Elena, Mitte 60, erhält einen überraschenden Anruf vom Sohn ihrer besten Freundin Lila: Diese ist verschwunden. Und mit ihr alles, was in irgendeiner Form ein Beweis für ihre Existenz sein könnte. Elena ist davon weit weniger überrascht als Lilas Sohn und nimmt dieses Ereignis zum Anlass, die Geschichte ihrer Freundschaft schriftlich festzuhalten.
Sie beginnt Mitte der 50er Jahre im Rione, einem armen Viertel von Neapel. Vermögend ist dort niemand (und wenn, dann bestimmt nicht auf legalem Weg), Gewalt bestimmt den Alltag. Man verdient nicht viel, trinkt dafür umso mehr und Streitigkeiten werden mit den Fäusten ausgetragen und vererben sich von den Eltern auf die Kinder. Hier begegnen sich die freche Lila und die schüchterne Elena und sind bald unzertrennlich. Sie wetteifern darum, wer die Beste in der Schule ist, was Lila überaus leicht fällt. Doch während Elenas fleißiges Lernen mit dem Besuch einer weiterführenden Schule belohnt wird, muss Lila in der Schusterei ihres Vaters mithelfen.
Es ist eine grausame und archaische Zeit, in der die beiden Mädchen aufwachsen. Doch Lila verfügt über eine derart große Intelligenz, Wissbegier und ein immenses Selbstbewusstsein, dass sich selbst die Jungen vor ihr fürchten und manche Erwachsene eingeschüchtert sind. Elena, ebenfalls intelligent, findet in Lila ein Vorbild, dass ihr die Kraft gibt, sich anzustrengen um in der Schule voranzukommen - ein Weg, der Lila verwehrt bleibt. Während Elena eine Klasse nach der anderen besucht und sogar auf das Gymnasium kommt, wird es für Lila immer schwieriger je älter sie wird, ihre Unabhängigkeit zu bewahren.

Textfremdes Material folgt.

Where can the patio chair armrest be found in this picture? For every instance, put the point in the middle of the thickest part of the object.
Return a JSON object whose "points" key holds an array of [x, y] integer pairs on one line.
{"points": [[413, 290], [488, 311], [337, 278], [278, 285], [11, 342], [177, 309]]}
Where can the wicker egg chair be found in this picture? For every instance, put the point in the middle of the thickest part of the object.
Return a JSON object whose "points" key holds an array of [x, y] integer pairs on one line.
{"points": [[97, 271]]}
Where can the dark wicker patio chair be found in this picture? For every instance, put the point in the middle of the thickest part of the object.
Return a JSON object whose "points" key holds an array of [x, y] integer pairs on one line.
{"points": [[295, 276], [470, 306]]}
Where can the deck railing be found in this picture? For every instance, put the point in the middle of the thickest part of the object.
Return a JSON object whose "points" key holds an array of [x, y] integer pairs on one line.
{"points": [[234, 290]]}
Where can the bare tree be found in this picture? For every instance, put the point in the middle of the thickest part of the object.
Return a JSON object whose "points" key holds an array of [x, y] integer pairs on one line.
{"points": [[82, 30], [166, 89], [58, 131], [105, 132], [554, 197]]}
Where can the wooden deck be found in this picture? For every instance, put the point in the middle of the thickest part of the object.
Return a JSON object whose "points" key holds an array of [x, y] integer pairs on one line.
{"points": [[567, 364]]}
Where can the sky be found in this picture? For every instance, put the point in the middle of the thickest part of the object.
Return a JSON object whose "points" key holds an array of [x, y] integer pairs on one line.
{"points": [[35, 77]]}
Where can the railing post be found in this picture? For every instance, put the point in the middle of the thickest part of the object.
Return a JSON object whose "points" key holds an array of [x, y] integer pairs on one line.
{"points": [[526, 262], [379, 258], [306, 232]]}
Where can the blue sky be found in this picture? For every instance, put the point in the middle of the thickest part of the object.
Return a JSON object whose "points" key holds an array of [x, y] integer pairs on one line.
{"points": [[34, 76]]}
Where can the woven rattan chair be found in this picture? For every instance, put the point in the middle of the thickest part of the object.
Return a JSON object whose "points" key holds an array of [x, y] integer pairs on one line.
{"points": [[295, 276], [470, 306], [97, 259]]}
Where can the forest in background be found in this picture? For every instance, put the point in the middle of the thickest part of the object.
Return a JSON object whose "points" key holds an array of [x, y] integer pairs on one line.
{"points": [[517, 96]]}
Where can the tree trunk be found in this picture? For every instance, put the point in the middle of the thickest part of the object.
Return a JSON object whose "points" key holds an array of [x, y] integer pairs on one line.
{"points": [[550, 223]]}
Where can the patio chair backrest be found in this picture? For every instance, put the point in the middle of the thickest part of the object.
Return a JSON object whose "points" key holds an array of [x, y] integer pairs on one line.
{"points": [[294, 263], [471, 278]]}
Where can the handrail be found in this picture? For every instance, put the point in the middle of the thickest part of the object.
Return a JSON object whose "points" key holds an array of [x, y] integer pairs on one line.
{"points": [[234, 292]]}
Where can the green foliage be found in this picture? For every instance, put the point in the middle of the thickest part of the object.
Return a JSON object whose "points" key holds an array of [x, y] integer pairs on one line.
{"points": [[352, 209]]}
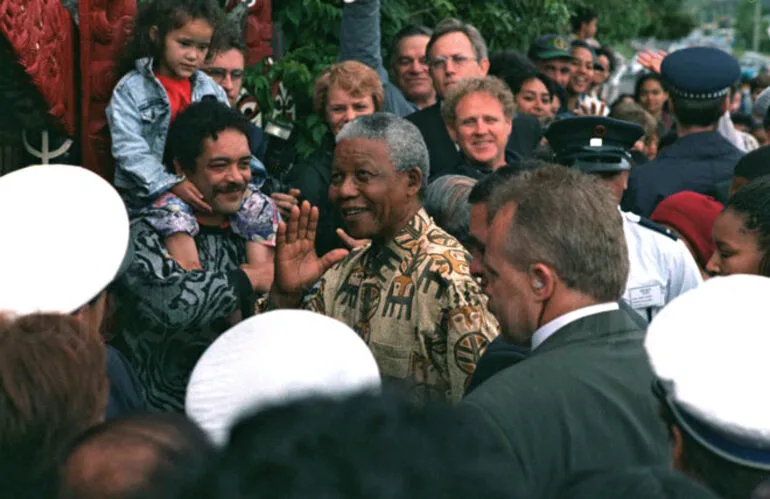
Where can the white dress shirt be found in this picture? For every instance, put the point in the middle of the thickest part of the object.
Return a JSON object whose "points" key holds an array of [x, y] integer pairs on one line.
{"points": [[546, 330]]}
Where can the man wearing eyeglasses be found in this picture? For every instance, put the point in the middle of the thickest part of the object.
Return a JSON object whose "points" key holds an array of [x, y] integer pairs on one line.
{"points": [[225, 64], [456, 51], [410, 88]]}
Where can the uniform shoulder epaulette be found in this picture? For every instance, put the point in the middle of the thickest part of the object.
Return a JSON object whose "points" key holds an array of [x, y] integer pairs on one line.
{"points": [[661, 229]]}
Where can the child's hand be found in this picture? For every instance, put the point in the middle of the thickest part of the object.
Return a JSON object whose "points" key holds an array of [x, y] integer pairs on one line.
{"points": [[190, 194]]}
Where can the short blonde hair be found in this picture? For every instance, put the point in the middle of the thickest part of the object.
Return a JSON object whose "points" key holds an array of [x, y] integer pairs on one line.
{"points": [[489, 85], [351, 76]]}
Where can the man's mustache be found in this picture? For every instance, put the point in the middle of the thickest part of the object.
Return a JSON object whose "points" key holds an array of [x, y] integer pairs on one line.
{"points": [[229, 188]]}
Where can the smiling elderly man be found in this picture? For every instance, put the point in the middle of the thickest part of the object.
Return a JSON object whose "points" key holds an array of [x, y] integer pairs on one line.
{"points": [[478, 113], [409, 293]]}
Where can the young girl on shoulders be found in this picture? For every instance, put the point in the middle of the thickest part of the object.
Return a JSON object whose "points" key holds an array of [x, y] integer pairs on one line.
{"points": [[161, 76]]}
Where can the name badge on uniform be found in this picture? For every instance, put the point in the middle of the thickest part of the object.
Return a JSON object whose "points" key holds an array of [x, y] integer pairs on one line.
{"points": [[646, 296]]}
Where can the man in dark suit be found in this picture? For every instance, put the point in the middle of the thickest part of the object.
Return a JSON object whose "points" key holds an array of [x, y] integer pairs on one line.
{"points": [[555, 267], [456, 51], [701, 159]]}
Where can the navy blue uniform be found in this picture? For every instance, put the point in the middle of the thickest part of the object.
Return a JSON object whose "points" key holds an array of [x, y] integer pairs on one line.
{"points": [[697, 162]]}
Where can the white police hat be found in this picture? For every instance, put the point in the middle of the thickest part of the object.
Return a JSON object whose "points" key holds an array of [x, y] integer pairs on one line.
{"points": [[273, 358], [709, 350], [64, 237]]}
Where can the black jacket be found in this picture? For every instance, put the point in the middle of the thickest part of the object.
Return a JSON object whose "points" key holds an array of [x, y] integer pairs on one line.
{"points": [[581, 400], [697, 162]]}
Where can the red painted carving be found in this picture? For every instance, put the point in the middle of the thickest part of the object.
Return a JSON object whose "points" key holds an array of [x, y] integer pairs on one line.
{"points": [[42, 35], [259, 30], [104, 28]]}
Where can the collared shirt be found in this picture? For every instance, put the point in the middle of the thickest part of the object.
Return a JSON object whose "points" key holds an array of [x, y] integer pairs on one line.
{"points": [[547, 330], [414, 302], [660, 268]]}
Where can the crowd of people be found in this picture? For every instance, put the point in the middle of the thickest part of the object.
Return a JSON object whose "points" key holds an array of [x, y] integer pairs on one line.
{"points": [[489, 281]]}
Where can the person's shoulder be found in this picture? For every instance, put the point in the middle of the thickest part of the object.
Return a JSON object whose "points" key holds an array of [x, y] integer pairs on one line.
{"points": [[510, 387], [648, 228]]}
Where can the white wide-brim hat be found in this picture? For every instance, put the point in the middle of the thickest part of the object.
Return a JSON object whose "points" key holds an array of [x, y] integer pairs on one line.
{"points": [[273, 358], [63, 236], [709, 349]]}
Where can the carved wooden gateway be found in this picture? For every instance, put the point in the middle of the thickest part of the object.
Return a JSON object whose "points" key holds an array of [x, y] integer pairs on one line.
{"points": [[58, 76]]}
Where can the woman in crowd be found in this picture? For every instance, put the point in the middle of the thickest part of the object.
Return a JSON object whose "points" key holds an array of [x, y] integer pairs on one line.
{"points": [[603, 69], [742, 232], [341, 93], [533, 93], [651, 94]]}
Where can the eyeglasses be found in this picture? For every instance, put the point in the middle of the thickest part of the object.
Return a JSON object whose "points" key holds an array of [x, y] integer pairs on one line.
{"points": [[408, 61], [219, 74], [457, 60], [562, 70]]}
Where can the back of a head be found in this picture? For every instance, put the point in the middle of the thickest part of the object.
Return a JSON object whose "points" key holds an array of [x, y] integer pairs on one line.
{"points": [[580, 16], [53, 386], [568, 219], [147, 456], [482, 190], [363, 446], [446, 200], [633, 483], [451, 25]]}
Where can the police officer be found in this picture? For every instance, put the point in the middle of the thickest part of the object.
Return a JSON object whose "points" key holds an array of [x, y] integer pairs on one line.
{"points": [[712, 387], [698, 80], [661, 266]]}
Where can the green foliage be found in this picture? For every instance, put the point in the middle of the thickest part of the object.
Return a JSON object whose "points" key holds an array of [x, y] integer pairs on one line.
{"points": [[311, 37], [744, 27]]}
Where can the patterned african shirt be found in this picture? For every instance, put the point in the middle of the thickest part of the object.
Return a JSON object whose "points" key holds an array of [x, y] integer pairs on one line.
{"points": [[167, 317], [416, 305]]}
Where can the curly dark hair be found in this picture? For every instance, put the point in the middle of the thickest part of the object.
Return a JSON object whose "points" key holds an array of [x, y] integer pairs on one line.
{"points": [[166, 15], [205, 119], [53, 386], [362, 446], [753, 202]]}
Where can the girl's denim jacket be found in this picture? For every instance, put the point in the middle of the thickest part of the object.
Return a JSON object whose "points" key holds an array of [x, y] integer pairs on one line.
{"points": [[138, 115]]}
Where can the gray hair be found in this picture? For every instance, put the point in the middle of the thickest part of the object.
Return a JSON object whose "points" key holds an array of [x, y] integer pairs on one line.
{"points": [[403, 139], [569, 221], [446, 200], [451, 25]]}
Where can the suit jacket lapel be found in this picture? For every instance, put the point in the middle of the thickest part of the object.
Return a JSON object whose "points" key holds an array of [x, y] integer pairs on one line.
{"points": [[605, 324]]}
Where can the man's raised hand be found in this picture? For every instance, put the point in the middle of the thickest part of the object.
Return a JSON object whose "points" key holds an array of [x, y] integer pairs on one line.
{"points": [[297, 266]]}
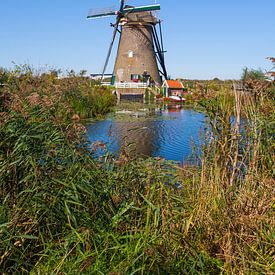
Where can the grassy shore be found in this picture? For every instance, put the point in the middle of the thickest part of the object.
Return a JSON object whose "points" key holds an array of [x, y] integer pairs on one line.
{"points": [[62, 212]]}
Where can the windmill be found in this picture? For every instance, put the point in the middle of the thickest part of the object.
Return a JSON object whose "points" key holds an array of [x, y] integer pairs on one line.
{"points": [[140, 54]]}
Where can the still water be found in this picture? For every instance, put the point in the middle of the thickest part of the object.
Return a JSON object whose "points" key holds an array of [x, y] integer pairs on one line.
{"points": [[169, 132]]}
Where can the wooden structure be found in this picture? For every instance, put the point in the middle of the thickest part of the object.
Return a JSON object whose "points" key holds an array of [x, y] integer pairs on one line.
{"points": [[140, 55], [172, 88]]}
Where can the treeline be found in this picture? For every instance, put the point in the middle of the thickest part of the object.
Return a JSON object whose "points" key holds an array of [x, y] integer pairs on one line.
{"points": [[61, 211]]}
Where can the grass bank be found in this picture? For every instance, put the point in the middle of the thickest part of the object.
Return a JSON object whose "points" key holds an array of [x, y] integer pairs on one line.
{"points": [[63, 212]]}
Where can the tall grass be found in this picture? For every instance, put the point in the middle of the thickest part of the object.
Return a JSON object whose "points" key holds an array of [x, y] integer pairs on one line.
{"points": [[62, 212]]}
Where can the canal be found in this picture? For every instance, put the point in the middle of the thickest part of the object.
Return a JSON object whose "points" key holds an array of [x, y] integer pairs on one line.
{"points": [[170, 132]]}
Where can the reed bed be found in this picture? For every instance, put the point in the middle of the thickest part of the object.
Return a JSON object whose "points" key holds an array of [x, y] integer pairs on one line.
{"points": [[62, 212]]}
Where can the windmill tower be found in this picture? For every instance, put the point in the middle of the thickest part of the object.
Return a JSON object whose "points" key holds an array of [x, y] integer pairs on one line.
{"points": [[140, 54]]}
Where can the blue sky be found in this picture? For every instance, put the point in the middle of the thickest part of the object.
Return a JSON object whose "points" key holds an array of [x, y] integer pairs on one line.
{"points": [[204, 38]]}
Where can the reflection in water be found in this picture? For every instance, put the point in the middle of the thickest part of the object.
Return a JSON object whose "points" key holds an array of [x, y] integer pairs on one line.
{"points": [[170, 134]]}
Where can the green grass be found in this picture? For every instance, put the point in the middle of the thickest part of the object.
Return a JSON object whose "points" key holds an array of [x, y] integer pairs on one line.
{"points": [[62, 212]]}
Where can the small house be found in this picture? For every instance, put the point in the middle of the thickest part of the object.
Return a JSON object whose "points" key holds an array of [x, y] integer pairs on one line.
{"points": [[172, 88]]}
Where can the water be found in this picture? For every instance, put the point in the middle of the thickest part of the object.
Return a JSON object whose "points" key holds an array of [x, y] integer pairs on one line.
{"points": [[170, 133]]}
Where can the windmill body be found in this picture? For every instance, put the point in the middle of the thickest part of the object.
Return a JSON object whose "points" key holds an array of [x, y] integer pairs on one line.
{"points": [[136, 59], [140, 54]]}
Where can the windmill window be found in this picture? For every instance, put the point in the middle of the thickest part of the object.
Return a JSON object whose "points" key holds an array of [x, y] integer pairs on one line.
{"points": [[135, 77]]}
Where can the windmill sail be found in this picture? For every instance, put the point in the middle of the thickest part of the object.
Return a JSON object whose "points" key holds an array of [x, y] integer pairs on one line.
{"points": [[99, 13], [142, 8]]}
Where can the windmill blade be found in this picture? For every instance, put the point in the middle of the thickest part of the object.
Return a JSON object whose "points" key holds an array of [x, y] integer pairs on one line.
{"points": [[110, 48], [142, 8], [99, 13]]}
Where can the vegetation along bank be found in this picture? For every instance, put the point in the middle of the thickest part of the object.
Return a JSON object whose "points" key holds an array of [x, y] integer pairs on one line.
{"points": [[63, 212]]}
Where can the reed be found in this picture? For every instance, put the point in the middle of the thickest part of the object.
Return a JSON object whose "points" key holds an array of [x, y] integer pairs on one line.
{"points": [[63, 212]]}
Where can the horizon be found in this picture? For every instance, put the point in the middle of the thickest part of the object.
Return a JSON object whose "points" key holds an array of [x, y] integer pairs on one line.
{"points": [[211, 40]]}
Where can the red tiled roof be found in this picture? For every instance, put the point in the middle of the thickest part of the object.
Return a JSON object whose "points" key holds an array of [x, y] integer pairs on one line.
{"points": [[174, 84]]}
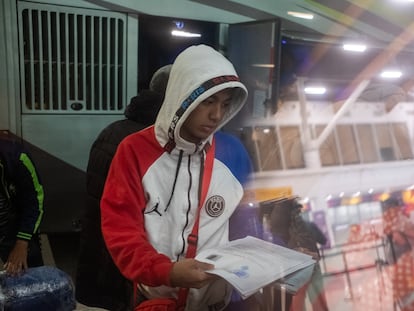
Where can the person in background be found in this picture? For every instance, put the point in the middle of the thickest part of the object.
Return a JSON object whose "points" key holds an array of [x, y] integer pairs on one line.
{"points": [[400, 230], [21, 208], [151, 195], [98, 281], [315, 289]]}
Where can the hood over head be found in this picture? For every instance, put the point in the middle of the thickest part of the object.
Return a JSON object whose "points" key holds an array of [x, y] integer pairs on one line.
{"points": [[144, 107], [159, 80], [197, 73]]}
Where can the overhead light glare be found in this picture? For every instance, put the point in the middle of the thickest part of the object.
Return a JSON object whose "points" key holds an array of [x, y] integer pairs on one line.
{"points": [[301, 15], [354, 47], [180, 33], [315, 90], [391, 74]]}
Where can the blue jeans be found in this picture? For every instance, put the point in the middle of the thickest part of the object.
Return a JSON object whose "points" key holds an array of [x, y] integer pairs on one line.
{"points": [[41, 288]]}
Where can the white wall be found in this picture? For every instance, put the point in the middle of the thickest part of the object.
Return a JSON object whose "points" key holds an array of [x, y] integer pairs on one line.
{"points": [[9, 68]]}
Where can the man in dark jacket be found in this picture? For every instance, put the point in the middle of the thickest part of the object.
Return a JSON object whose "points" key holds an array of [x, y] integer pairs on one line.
{"points": [[98, 281], [21, 208]]}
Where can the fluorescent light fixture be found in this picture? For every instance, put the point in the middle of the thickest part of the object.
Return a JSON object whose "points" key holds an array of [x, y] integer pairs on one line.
{"points": [[301, 15], [264, 65], [353, 47], [180, 33], [391, 74], [315, 90]]}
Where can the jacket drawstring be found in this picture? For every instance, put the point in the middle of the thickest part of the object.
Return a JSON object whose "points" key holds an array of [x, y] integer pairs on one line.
{"points": [[180, 158]]}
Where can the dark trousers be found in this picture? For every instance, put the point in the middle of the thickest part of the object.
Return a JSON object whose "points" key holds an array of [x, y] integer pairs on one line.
{"points": [[34, 255]]}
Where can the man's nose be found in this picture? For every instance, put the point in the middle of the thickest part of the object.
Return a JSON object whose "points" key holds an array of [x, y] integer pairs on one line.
{"points": [[216, 111]]}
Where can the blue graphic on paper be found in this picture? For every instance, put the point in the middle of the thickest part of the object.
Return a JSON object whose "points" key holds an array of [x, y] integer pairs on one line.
{"points": [[242, 272]]}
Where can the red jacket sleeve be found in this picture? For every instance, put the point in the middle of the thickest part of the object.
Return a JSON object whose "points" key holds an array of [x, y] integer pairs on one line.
{"points": [[122, 205]]}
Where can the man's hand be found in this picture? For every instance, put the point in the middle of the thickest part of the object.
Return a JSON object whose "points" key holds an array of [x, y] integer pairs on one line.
{"points": [[190, 273], [17, 261]]}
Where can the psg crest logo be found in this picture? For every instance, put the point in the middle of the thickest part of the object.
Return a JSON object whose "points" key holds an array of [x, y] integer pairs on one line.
{"points": [[215, 206]]}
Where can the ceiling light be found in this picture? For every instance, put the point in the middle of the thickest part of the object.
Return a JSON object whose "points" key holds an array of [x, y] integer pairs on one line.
{"points": [[301, 15], [179, 33], [354, 47], [316, 90], [264, 65], [391, 74]]}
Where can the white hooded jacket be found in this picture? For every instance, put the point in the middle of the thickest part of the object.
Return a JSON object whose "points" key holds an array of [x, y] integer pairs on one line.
{"points": [[151, 194]]}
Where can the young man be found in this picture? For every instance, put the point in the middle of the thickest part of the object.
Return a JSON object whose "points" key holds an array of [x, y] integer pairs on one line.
{"points": [[151, 195], [21, 208]]}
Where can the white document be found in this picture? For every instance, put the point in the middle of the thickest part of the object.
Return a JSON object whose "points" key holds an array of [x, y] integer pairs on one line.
{"points": [[250, 264]]}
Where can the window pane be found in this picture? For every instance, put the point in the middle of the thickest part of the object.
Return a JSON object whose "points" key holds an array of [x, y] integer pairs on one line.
{"points": [[347, 144], [292, 147], [385, 142], [402, 139], [368, 150], [328, 151], [268, 148]]}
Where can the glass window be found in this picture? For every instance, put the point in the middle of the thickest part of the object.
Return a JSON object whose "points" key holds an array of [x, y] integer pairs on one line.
{"points": [[347, 143], [328, 150], [368, 149], [292, 147]]}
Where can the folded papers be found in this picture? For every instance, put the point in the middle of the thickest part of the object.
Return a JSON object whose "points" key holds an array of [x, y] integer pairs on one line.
{"points": [[249, 264]]}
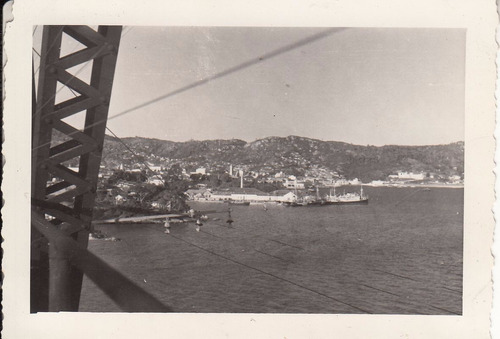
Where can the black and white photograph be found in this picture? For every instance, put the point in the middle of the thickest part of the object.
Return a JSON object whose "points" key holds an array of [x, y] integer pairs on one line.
{"points": [[251, 169], [255, 172]]}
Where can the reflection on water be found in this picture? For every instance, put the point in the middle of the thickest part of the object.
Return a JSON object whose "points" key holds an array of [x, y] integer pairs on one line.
{"points": [[400, 254]]}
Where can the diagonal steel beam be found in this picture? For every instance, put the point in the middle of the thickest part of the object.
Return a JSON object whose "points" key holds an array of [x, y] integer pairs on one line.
{"points": [[71, 201]]}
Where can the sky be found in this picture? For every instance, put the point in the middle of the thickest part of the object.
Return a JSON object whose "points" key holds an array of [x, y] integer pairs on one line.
{"points": [[366, 86]]}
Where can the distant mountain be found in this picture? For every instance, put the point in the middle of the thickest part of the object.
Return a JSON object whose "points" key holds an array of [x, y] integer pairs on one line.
{"points": [[292, 155]]}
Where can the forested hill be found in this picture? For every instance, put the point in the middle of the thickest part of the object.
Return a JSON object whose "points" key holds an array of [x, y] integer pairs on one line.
{"points": [[292, 155]]}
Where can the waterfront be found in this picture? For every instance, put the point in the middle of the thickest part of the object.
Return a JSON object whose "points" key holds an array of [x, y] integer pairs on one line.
{"points": [[400, 254]]}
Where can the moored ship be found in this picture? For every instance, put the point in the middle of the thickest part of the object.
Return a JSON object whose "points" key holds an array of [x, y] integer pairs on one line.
{"points": [[346, 198]]}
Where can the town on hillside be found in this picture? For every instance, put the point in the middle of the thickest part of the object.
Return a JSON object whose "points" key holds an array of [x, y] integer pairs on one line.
{"points": [[147, 188]]}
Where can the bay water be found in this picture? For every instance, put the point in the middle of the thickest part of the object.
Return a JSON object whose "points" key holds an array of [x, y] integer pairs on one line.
{"points": [[399, 254]]}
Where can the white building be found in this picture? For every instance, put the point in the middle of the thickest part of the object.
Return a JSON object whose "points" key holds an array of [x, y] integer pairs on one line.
{"points": [[252, 195], [411, 175]]}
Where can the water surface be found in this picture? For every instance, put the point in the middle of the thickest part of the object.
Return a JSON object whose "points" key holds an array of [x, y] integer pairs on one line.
{"points": [[400, 254]]}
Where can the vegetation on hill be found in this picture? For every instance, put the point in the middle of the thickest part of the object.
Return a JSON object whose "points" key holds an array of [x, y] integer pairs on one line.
{"points": [[293, 155]]}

Das Buch ist weit mehr als 'nur' die Geschichte einer Kinder- und Jugendfreundschaft. Die unter einem Pseudonym schreibende Autorin lässt ein Neapel auferstehen, das ich beim Lesen stets deutlich vor Augen hatte: die Armut, den Dreck, die heruntergekommenen Häuser und mittendrin die Menschen, die sich so gut wie möglich durchschlagen. Es ist ein Sittengemälde des Neapels der Fünfziger Jahre, das so eindrucksvoll und überzeugend geschrieben ist, dass ich mit an Sicherheit grenzender Wahrscheinlichkeit auch die folgenden Bände lesen werde, die in Italien bereits vor mehreren Jahren erschienen sind. Vielleicht ist es nicht ganz einfach zu lesen (jede Menge 'Personal' mit italienischen Namen - aber es gibt ein Personenverzeichnis) und nicht immer eine chronologische Erzählweise, aber die Mühe lohnt sich. Mir sind alle Figuren sehr ans Herz gewachsen und ich freue mich schon auf den Folgeband!